In these contexts of extreme violence and great distress, Doctors of the World assists the victims, internally displaced persons and refugees.
In helping migrants for 30 years, taking care of them and ensuring they have access to their rights, Doctors of the World reaffirms its resolute commitment to cohesive, community action. We are there for these migrants throughout their journey, from the conflict zones, through Greece and as far as Calais. Because seeking asylum is not a crime. These people are simply on a desperate and legitimate quest for a dignified way of life.
Dr Françoise Sivignon, president, Doctors of the world
The framework for our involvement
Doctors of the World has developed different programmes, primary healthcare centres, mobile teams going to meet migrants wherever they may be and specific measures for dealing with psychological suffering and post-traumatic stress. The aim is to offer a place to rest, to talk, the possibility of obtaining treatment, physical care or social aid, and also to describe the wide range of migratory journeys as well as the principal obstacles put in their way.
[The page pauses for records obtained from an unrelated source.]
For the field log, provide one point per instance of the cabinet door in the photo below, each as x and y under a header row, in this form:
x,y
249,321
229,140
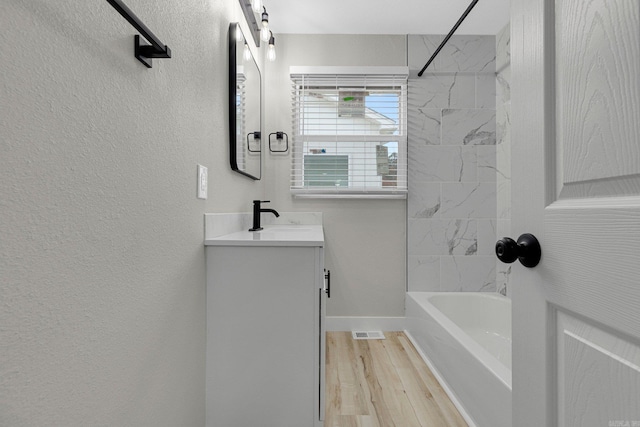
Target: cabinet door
x,y
262,336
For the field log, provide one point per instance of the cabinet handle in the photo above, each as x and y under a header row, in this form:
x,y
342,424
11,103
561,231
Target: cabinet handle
x,y
327,276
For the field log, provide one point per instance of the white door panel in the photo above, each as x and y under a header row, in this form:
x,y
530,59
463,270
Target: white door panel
x,y
576,186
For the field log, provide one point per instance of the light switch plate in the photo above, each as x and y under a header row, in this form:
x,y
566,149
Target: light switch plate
x,y
202,182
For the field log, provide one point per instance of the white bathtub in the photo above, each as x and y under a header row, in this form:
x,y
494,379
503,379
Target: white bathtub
x,y
465,338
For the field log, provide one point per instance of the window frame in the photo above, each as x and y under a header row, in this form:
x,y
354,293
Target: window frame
x,y
361,78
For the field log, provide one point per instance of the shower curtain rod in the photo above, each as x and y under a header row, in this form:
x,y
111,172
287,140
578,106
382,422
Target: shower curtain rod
x,y
446,39
143,52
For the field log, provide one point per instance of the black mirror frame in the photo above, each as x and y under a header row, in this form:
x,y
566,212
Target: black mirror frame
x,y
233,142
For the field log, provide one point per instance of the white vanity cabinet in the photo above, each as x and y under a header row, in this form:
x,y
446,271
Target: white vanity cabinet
x,y
265,328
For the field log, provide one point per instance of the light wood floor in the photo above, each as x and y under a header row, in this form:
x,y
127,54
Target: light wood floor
x,y
382,383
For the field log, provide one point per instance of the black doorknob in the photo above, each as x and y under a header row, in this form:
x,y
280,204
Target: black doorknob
x,y
526,250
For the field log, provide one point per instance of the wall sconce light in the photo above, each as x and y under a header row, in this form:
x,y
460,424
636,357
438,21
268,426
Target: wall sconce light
x,y
271,52
265,33
259,31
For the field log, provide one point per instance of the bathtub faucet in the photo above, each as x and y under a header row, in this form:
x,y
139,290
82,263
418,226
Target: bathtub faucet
x,y
257,210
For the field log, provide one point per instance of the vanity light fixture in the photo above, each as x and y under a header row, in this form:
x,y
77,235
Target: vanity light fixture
x,y
271,53
256,5
265,33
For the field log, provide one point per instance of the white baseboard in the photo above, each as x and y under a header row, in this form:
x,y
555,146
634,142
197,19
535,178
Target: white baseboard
x,y
352,323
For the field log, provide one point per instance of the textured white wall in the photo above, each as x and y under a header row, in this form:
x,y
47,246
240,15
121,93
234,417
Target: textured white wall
x,y
366,239
102,266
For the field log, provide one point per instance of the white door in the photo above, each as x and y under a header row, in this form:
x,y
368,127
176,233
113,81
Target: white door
x,y
576,187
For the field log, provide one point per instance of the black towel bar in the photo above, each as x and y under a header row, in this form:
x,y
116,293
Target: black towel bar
x,y
143,52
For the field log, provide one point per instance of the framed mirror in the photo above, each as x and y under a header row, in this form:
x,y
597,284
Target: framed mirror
x,y
245,90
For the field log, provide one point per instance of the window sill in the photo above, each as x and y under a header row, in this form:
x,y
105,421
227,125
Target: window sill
x,y
307,195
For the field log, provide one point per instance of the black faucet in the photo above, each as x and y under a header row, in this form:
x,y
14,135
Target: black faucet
x,y
257,210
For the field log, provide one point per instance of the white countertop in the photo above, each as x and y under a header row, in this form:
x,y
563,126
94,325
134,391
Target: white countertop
x,y
273,235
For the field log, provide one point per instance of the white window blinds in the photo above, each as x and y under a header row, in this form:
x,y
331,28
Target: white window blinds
x,y
349,132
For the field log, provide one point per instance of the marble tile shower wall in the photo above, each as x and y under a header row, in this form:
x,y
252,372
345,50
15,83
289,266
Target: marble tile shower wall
x,y
503,152
452,203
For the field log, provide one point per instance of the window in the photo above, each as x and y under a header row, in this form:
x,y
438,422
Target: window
x,y
349,136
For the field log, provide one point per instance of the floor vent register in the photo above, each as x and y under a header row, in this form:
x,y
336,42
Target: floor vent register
x,y
367,335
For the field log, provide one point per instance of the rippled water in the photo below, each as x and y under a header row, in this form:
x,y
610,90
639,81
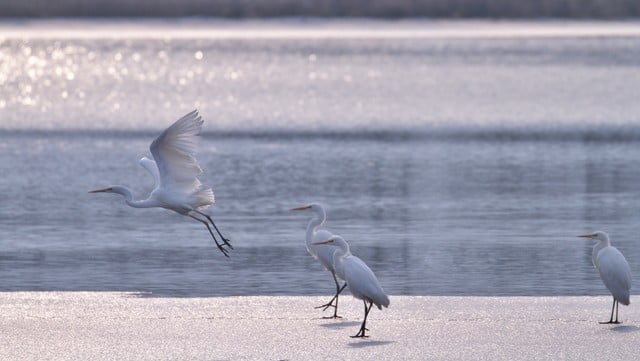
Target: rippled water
x,y
453,166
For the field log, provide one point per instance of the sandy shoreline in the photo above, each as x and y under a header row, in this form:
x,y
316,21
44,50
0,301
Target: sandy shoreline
x,y
126,326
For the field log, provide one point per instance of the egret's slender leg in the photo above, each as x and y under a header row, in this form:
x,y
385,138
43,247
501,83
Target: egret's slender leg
x,y
220,246
364,328
612,309
225,240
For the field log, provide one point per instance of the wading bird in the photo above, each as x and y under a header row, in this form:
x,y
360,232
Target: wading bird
x,y
175,171
362,283
613,268
323,253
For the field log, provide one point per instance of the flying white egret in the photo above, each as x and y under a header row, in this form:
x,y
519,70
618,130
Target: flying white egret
x,y
361,280
175,171
323,253
613,268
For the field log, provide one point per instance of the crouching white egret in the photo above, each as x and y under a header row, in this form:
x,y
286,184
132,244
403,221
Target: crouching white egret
x,y
361,280
323,253
175,171
614,270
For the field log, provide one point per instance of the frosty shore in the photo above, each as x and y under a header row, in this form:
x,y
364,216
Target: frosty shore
x,y
119,326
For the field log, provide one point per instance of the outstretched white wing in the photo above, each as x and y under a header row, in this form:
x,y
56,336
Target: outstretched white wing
x,y
174,153
152,168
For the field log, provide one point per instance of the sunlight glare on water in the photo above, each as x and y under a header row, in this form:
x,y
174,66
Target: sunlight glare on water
x,y
458,166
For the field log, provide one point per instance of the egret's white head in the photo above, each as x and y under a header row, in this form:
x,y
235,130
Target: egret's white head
x,y
598,236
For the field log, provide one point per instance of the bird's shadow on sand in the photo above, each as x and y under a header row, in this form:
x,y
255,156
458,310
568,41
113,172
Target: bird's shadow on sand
x,y
368,343
341,324
626,329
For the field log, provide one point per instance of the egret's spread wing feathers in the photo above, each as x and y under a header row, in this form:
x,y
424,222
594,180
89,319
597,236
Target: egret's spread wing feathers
x,y
152,168
174,153
615,273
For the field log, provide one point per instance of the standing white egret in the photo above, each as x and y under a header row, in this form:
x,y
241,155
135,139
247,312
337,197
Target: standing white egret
x,y
361,280
323,253
613,268
175,171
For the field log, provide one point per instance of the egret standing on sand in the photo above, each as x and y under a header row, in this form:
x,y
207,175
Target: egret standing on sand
x,y
175,171
323,253
361,280
613,268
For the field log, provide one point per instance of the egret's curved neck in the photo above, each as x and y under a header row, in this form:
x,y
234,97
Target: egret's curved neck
x,y
597,248
343,249
128,197
316,221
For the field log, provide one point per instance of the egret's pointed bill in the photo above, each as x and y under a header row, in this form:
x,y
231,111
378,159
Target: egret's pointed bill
x,y
300,208
99,190
322,242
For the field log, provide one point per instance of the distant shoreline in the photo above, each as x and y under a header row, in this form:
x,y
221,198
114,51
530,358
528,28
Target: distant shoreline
x,y
389,9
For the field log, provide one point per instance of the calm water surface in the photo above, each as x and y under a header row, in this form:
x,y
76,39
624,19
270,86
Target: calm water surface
x,y
453,167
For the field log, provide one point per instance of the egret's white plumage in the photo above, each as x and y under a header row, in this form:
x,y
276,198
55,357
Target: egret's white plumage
x,y
362,282
175,171
613,268
323,253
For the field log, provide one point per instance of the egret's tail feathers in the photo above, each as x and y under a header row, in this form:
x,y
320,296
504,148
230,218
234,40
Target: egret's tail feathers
x,y
203,198
381,300
624,299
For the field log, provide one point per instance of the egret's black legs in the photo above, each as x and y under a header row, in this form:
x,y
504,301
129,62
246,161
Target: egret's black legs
x,y
220,246
335,298
225,240
364,328
615,307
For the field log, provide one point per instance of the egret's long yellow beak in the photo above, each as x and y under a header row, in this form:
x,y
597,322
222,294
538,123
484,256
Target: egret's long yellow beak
x,y
300,208
322,242
99,190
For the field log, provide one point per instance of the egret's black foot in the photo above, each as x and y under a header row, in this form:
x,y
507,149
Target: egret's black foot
x,y
227,242
360,335
223,250
332,317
Welcoming migrants in Europe
In Europe, where they finally arrive after a hard journey from their home countries, migrants must again deal with numerous difficulties. Many of them have physical or psychological health issues. Some bear the scars of war or of living conditions prior to their departure. Others suffered on their migration route with no possibility of obtaining healthcare. MdM's teams act to meet these needs by providing care, psychological support and information for migrants on their rights in terms of healthcare and asylum. Our aim is in particular to bear witness to the negative impact that European policies are having on migrants' health.